If during ua neeb Saib the shaman observes something seriously wrong with the individual, such as a soul having lost its way home and got caught by some spiritual being, the shaman will end the first part of the ceremony process by negotiating with the spiritual being (“whoever that has control of this individual soul”) to release the soul; most of the time this will do. After that, the shaman would lead the soul to its home.
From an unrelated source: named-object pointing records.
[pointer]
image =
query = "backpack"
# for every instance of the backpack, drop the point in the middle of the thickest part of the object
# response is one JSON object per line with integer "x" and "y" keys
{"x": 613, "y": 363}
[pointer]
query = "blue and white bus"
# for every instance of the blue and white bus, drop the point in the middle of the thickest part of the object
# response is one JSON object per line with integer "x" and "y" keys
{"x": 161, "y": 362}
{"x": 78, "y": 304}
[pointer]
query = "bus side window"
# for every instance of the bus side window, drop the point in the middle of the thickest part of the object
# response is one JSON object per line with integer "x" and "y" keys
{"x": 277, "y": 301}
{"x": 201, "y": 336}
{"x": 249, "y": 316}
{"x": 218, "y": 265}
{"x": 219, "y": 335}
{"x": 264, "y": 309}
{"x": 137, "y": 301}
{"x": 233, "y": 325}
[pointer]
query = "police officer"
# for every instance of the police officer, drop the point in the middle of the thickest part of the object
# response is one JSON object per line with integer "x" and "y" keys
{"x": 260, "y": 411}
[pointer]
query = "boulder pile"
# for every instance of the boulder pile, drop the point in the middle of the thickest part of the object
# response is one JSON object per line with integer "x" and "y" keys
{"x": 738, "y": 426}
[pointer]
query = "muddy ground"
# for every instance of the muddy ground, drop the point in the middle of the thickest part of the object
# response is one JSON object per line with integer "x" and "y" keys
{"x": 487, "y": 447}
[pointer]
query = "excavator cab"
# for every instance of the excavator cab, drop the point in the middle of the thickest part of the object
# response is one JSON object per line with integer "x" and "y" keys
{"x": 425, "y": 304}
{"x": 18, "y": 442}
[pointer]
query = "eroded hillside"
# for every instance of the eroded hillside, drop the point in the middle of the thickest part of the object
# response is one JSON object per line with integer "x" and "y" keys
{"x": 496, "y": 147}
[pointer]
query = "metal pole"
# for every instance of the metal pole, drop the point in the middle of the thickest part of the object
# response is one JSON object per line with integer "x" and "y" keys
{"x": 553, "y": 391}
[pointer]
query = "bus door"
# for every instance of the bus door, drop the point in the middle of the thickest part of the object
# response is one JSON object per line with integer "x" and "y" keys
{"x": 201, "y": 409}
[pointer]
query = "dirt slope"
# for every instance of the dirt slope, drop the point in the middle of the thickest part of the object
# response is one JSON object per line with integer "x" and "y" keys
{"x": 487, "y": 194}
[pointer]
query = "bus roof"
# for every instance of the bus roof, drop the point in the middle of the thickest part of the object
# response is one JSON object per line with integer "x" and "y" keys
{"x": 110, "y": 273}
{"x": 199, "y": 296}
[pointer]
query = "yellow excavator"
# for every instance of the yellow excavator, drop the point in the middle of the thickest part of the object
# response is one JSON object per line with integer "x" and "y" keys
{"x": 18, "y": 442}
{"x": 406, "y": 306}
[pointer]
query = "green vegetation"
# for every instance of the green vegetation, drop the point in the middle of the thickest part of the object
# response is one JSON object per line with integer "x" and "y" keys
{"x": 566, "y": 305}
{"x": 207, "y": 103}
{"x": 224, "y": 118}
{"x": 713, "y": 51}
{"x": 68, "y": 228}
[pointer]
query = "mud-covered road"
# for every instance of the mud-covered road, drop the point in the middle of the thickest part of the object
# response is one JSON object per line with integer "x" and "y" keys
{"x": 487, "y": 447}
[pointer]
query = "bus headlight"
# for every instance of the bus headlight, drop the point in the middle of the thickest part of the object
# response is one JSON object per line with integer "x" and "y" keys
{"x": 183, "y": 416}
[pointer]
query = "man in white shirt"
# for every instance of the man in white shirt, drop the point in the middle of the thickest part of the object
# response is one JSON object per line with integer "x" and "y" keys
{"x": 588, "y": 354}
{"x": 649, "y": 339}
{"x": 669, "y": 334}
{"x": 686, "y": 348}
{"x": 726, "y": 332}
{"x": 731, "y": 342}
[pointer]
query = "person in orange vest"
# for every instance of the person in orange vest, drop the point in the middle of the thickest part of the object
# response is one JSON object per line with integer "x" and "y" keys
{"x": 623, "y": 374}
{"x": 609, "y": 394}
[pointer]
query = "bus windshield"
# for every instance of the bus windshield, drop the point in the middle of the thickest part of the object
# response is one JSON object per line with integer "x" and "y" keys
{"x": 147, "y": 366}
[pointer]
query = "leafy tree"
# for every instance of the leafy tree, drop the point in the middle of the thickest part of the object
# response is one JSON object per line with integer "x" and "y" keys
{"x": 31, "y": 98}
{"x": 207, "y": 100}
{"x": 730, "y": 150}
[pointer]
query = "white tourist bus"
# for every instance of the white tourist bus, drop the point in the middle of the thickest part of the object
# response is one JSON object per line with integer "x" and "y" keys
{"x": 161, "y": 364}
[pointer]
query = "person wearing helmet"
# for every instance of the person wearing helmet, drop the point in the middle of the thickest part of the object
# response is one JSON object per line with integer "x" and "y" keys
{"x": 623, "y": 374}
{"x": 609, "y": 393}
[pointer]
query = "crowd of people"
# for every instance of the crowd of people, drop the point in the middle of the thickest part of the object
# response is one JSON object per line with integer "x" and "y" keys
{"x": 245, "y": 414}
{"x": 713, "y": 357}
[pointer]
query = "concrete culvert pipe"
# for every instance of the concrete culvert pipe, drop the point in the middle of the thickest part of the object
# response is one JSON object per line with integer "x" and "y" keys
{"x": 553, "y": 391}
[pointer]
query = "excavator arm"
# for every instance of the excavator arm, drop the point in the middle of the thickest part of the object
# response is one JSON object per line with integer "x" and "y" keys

After a waiting period, if the sick individual becomes well, then the second part of the ceremony, referred to as ua neeb kho, will be performed, in which joss paper or livestock is used to protect the individual’s sole from future illness.
Not everyone gets to become a shaman; they spiritually inherit the skill through their family. Typically, there is strong chance for an individual to become a shaman if their family history contains shamans.  This is due to the belief that ancestral spirits, including the spirits of shamans, are reincarnated into the same family tree. People that inherit the skills to become a shaman often experience symptoms of unexplained physical illness, bi-polar personality, and multi-personality/ schizophrenia. In reality, these symptoms are the result of the shaman guides trying to get through to the Shaman-to-be person. For those that still practice Shamanism, they’re able to recognize these symptoms and cure their loved ones by helping them develop into full fledged Shamans. For those that don’t practice Shamanism, they often turn to Christian exorcism, western medicine, and psych wards. For the few that become Hmong Shamans, it is considered an honor to help their own.